Ryan grinste, als er fragte: „Wie machst du das mit deiner Freundin? Seht ihr euch noch?“
Katja war blass geworden und ging zum Fenster, um es zu öffnen. Sie holte tief Luft und hörte Nicks souveräne Antwort.
„Wir sehen uns so oft wie möglich. Wenn man sich liebt, dann geht das auch auf eine größere Entfernung.“
Katja setzte sich und war nun wieder beruhigt. Nick hatte alles im Griff und am Ende der Stunde blieb er noch kurz da, als die anderen aus der Tür waren.
„Danke, dass ich hier sein durfte.“
„Ich bin froh, dass alles so gut geklappt hat. Aber einen Moment lang war mir ganz schlecht.“
Nick schüttelte den Kopf und strich über Katjas Hand. Er fühlte sich gut, kam sich erwachsen vor und freute sich auf den Abend und die Nacht. Katjas Herz klopfte wild, es wurde erst wieder ruhig, als Nick gegangen war.

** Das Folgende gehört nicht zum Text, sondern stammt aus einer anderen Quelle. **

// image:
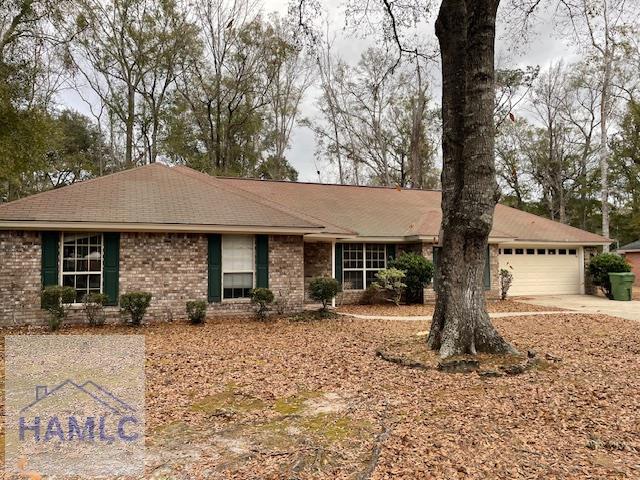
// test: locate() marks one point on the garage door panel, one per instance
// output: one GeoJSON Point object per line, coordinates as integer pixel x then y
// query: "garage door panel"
{"type": "Point", "coordinates": [535, 274]}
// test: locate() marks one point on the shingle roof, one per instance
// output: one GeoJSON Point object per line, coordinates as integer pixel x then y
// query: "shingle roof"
{"type": "Point", "coordinates": [179, 196]}
{"type": "Point", "coordinates": [630, 247]}
{"type": "Point", "coordinates": [383, 211]}
{"type": "Point", "coordinates": [153, 194]}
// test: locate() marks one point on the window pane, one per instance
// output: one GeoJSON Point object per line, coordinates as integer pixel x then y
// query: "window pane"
{"type": "Point", "coordinates": [237, 253]}
{"type": "Point", "coordinates": [375, 256]}
{"type": "Point", "coordinates": [352, 280]}
{"type": "Point", "coordinates": [352, 255]}
{"type": "Point", "coordinates": [82, 252]}
{"type": "Point", "coordinates": [371, 276]}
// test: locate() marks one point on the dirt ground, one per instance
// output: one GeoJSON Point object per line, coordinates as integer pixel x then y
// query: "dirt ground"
{"type": "Point", "coordinates": [389, 309]}
{"type": "Point", "coordinates": [249, 400]}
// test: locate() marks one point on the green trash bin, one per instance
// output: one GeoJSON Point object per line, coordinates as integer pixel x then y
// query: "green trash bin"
{"type": "Point", "coordinates": [622, 285]}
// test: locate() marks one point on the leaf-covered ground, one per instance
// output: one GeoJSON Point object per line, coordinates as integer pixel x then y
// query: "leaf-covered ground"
{"type": "Point", "coordinates": [389, 309]}
{"type": "Point", "coordinates": [247, 400]}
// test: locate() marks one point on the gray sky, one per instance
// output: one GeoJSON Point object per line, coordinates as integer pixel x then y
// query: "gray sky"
{"type": "Point", "coordinates": [544, 47]}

Sie hatten vereinbart, dass er am Auto warten würde. Sie lief noch einmal in den Keller, wo sie ihre Kunst-Sachen einräumte und verabschiedete sich im Lehrerzimmer von Lena. Von Robert Beier war weit und breit nichts zu sehen.
Auf dem Weg zum Parkplatz sah sie Nick auf der Tischtennisplatte sitzen. Sie fragte, warum er nicht am Auto war, aber er nickte nur in die Richtung. Katja sah, dass Robert Beier mit einer roten Rose an ihrer Beifahrertür lehnte.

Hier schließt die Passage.